Practicing medicine without a timepiece


I will be operating under an assumption today. Please scrub in.
I spent five hours waiting to see a doctor at the VA today. When the doctor saw me, he spent about five minutes with me, wrote me a prescription and ordered an MRI. Medicine is so anticlimactic.

Those who have used the Department of Veterans Affairs medical system for any length of time come to expect long waits. I don’t know what takes so damn long, but that is just the way it is. The VA is a model for socialized medicine. And a very bad one at that.

But it isn’t just the VA that makes you wait for a doctor. I don’t think I’ve ever been seen what I would call “quickly” by a physician. If I was paranoid I would think that maybe doctors wait to see if you will die so they can say: “Hey, you’re not dead yet. I’m a hell of a medical practitioner am I not?”

I have seen and been seen by doctors from the time I was first whacked on the butt 50 years ago. And I don’t see that doctors have gotten any faster at seeing patients. Maybe they’re even a little slower. But I don’t look for any big changes anytime soon.

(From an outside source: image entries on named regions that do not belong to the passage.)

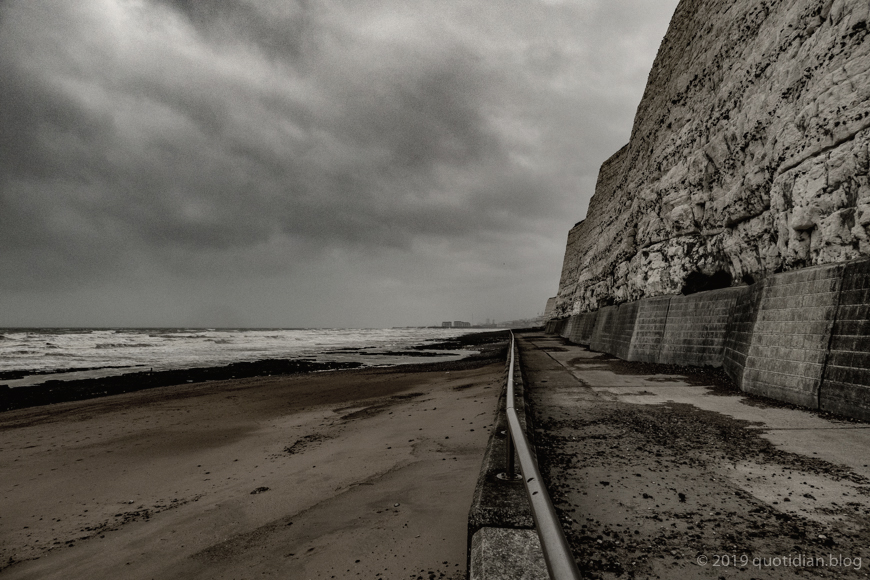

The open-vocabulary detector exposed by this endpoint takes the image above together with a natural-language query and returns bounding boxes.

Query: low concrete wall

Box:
[740,264,842,408]
[626,296,671,362]
[548,259,870,420]
[722,280,764,390]
[565,312,598,346]
[467,340,540,580]
[653,288,743,367]
[589,302,639,359]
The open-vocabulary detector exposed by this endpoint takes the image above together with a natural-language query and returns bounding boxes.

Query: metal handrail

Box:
[505,331,580,580]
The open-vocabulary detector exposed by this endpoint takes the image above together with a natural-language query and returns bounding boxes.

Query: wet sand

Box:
[0,353,504,579]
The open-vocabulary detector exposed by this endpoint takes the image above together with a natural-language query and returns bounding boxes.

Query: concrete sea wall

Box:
[547,259,870,421]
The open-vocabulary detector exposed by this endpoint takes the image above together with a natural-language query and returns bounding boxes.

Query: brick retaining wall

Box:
[589,302,638,359]
[656,288,742,367]
[626,296,671,362]
[547,259,870,421]
[819,261,870,421]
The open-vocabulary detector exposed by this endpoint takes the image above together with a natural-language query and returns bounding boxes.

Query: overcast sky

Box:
[0,0,677,327]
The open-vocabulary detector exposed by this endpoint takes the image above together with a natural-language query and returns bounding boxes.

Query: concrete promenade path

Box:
[518,332,870,579]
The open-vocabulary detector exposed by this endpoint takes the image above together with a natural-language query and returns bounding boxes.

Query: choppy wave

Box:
[0,328,490,386]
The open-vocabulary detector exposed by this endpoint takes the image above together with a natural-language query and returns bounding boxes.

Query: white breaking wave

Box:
[0,328,490,387]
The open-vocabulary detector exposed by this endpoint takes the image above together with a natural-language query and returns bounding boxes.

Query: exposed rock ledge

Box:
[552,0,870,318]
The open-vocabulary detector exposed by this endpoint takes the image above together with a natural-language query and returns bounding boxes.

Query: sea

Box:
[0,328,490,388]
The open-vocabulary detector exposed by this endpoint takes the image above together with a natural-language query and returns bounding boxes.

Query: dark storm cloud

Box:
[0,0,675,326]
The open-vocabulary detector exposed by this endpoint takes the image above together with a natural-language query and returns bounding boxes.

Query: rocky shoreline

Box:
[0,330,506,412]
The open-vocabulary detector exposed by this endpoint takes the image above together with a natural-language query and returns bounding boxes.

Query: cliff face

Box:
[554,0,870,317]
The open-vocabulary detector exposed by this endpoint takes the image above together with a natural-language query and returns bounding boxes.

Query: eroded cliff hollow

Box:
[553,0,870,317]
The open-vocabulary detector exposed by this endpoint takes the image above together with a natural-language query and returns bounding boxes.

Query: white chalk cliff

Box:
[552,0,870,317]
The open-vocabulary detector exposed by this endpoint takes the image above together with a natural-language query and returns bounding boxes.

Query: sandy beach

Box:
[0,346,504,579]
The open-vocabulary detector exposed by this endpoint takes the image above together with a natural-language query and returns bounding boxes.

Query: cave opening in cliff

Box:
[680,270,734,295]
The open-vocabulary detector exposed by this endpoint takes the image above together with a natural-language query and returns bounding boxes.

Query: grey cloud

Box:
[0,0,675,324]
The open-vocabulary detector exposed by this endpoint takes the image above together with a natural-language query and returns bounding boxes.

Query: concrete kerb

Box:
[468,338,548,580]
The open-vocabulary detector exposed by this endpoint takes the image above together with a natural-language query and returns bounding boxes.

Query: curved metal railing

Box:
[505,332,580,580]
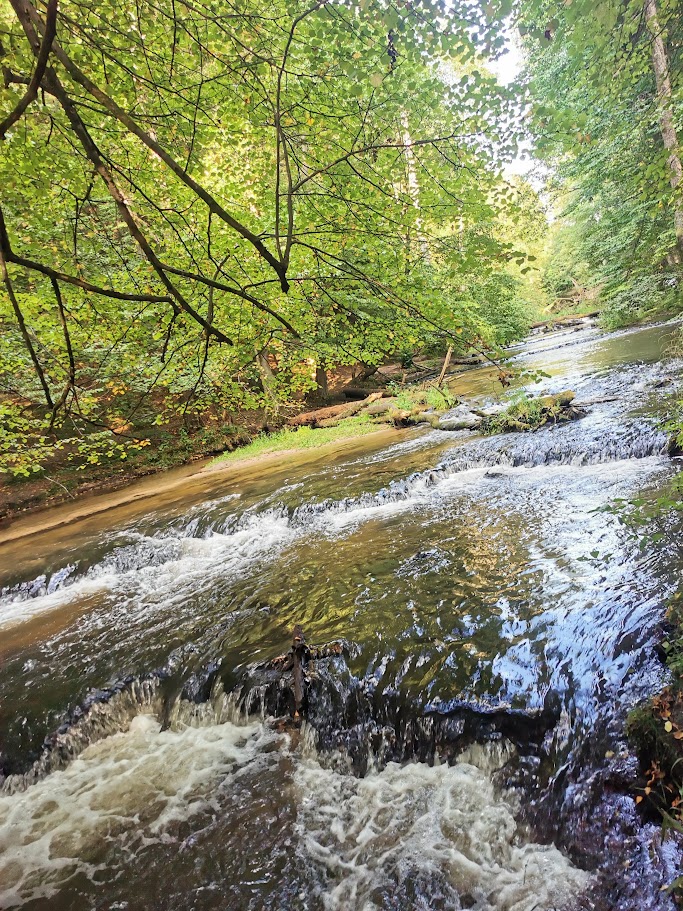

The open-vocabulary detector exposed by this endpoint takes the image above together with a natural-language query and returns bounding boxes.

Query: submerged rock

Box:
[438,405,482,430]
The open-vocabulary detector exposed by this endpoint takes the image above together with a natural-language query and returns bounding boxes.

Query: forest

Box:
[0,0,683,498]
[0,0,683,911]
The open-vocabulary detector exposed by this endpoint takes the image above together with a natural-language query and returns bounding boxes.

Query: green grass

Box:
[212,414,379,464]
[388,386,457,411]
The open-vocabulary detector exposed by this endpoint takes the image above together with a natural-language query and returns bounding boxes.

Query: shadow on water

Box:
[0,327,681,911]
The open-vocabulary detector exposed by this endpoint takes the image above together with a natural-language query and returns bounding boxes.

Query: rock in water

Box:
[438,405,482,430]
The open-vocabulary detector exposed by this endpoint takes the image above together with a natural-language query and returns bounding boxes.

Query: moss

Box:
[626,593,683,828]
[214,414,377,463]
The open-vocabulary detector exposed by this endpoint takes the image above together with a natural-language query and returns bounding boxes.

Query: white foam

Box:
[296,759,590,911]
[0,715,274,908]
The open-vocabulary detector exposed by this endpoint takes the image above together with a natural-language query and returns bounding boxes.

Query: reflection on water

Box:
[0,318,680,911]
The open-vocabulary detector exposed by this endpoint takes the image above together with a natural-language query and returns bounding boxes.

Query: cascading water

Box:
[0,320,680,911]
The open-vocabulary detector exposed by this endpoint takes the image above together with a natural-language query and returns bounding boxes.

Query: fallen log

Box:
[287,392,383,427]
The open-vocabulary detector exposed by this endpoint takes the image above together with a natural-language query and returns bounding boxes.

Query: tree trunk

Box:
[436,345,453,389]
[645,0,683,262]
[256,348,277,401]
[315,366,330,402]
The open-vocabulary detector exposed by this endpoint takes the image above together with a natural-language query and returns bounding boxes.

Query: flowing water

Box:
[0,326,683,911]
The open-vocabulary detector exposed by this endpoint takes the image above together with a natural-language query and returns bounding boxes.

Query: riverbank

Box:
[0,425,400,546]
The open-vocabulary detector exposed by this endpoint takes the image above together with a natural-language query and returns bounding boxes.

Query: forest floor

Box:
[0,358,470,528]
[0,314,608,528]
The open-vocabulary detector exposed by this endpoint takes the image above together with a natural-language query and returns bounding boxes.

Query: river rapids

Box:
[0,325,683,911]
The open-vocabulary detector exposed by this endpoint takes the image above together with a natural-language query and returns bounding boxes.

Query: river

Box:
[0,325,683,911]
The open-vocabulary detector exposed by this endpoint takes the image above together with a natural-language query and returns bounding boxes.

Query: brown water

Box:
[0,327,683,911]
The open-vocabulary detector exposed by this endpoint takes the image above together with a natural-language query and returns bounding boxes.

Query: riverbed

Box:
[0,325,683,911]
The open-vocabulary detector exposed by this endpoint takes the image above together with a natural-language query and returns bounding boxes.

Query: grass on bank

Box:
[212,414,380,465]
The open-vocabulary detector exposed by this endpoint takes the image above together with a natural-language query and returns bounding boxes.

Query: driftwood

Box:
[287,392,382,427]
[258,625,344,721]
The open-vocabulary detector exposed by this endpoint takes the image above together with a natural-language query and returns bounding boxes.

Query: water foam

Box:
[296,757,590,911]
[0,715,274,908]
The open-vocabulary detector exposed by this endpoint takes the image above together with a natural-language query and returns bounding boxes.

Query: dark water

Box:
[0,327,683,911]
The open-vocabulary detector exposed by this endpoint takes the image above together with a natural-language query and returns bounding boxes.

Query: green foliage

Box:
[215,414,377,464]
[482,392,560,434]
[519,0,683,327]
[0,0,545,473]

But here is a little capitalistic experiment to chew over. I’m not saying it would be good. It might be downright ghastly and dangerous. What if doctors had money subtracted from their fees if they did not see you in a timely manner? This happens in construction projects, such as in building big buildings or highways. The contractor is given incentives for getting the job done quicker. They have money subtracted from their contract if they don’t meet certain deadlines. I actually think such a model or something similar is being done by some hospital emergency rooms. I just think it is an interesting concept. I don’t know how much I would be willing to pay extra to be seen more rapidly. And frankly, I don’t know if medicine in a hurry is any better than medicine where time stands still.